Assessing mental capacity
Mental capacity may vary with time and with the decision to be made. In some cases impairment of capacity may be temporary - for example, due to acute illness such as sepsis or intoxication with alcohol or other substances. In people with dementia, ability may fluctuate. In order to establish lack of capacity, you must ascertain if the person has:
- A condition which involves impairment in functioning of the mind or brain; and
- Lack of capacity to understand and retain the information required to make a decision; and
- Lack of capacity to weigh up the information given to make an informed decision; and/or
- Lack of ability to communicate the decision.

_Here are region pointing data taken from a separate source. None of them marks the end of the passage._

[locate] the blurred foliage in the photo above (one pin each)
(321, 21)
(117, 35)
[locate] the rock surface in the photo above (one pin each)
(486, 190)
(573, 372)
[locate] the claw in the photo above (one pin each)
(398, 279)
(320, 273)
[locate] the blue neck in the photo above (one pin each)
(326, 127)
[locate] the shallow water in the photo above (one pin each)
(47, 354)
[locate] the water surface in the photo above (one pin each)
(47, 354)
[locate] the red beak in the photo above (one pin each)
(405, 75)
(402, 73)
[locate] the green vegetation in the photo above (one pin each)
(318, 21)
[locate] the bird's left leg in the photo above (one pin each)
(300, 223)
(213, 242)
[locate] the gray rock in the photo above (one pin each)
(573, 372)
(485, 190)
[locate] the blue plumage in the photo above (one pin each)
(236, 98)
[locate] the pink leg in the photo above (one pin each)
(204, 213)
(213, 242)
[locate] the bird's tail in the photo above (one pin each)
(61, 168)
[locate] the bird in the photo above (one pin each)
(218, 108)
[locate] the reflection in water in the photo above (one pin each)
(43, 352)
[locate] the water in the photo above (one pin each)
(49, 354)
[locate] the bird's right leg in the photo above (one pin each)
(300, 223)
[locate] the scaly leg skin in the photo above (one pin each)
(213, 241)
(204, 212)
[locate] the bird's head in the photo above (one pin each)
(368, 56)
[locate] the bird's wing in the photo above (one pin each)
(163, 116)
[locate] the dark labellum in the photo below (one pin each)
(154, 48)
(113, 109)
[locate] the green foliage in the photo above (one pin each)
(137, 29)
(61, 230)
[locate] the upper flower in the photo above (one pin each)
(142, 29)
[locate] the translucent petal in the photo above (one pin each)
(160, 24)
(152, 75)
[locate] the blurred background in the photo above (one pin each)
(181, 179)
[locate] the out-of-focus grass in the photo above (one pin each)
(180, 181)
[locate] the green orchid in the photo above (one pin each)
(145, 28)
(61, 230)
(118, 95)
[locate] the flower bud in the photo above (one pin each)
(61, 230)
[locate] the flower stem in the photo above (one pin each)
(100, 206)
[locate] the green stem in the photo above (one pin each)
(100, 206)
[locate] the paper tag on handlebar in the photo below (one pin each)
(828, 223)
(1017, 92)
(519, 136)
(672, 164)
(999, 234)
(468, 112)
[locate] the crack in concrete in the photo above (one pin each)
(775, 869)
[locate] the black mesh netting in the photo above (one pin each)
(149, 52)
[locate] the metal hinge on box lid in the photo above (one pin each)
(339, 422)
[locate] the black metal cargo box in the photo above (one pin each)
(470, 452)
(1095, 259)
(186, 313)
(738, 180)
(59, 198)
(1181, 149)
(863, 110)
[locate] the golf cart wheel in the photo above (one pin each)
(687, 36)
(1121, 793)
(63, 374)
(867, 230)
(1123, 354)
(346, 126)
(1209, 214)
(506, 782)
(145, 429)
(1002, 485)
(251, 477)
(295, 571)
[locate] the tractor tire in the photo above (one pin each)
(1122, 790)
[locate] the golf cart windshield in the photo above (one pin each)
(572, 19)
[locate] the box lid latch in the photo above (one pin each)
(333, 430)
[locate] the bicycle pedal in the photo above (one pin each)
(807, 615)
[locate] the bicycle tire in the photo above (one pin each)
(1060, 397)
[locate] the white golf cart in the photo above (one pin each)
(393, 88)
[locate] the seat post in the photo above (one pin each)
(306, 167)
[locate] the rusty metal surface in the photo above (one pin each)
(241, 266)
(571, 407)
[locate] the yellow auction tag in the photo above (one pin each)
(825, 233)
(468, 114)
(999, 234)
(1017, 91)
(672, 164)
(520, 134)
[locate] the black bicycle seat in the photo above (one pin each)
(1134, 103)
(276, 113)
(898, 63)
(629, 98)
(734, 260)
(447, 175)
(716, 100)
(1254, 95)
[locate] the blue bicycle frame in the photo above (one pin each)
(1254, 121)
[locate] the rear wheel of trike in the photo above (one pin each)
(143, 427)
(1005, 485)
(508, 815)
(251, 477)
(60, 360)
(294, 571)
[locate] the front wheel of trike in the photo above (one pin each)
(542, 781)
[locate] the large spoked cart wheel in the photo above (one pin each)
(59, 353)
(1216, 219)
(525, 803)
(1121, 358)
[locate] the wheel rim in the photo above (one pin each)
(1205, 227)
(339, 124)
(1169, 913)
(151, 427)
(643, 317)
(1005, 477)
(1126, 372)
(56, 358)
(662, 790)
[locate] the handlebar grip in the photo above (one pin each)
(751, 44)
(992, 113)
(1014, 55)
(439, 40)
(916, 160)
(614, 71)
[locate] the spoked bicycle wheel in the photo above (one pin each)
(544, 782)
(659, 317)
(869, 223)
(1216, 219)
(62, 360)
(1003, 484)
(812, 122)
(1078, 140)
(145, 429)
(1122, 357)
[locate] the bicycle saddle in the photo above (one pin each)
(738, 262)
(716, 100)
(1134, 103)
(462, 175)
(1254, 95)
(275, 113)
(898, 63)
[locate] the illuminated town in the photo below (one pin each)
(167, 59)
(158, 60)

For more detailed information, refer to the separate article Mental Capacity Act.
Implications of advance decisions for health professionals
Guidelines are available from the National End of Life Care Programme to help health and social care professionals understand and implement advance decisions to refuse treatment. Where health professionals such as GPs are involved in the making of these decisions, they may be able to help make sure other health professionals are aware of their existence (eg, emergency services and out of hours care providers).
- The advance decision must be valid and applicable to current circumstances. If it is, health professionals must legally comply.
- In the event of the advance decision relating to refusing life-sustaining treatment it must be:
- In writing (as opposed to verbal).
- Signed and witnessed.
- Clearly stated that it applies even if life is at risk.
- What constitutes "life-sustaining treatment" is complex and ideally the advance decision should be very specific and clear about what is being refused. For example on some occasions, antibiotic treatment may be considered life-sustaining but on other occasions may be to improve comfort.
- The health professional should try to establish:
- If the decision has been withdrawn.
- If anything has occurred which might indicate the individual has changed or might change the decision. This includes a change of circumstances which could not have been anticipated at the time of making the decision (such as a new treatment or a change in diagnosis/prognosis).
- If the person has subsequently conferred the right to make the decision to another person by an LPA.
- Advance decisions to refuse treatment for mental disorder may not apply if the person is being detained (or likely to be detained) under the Mental Health Act.
- If the person has capacity to make the decision, the advance decision to refuse treatment is not valid and they should be consulted about their current wishes.
- People can withdraw or change their advance decisions at any time if they have capacity to do so. Original decisions should be destroyed or the changes clearly documented.
- If an advance decision to refuse treatment is considered invalid, the person's wishes and best interests must still be paramount.
- Health professionals are protected from liability if they do not follow an advance decision if they were unaware that it existed, or if they are not satisfied that one exists which is valid and/or applicable.
Further reading and references
; Advance Care Planning Discussions: Why They Should Happen, Why They Don't, and How We Can Facilitate the Process. Oncology (Williston Park). 2015 Aug29(8):567-71.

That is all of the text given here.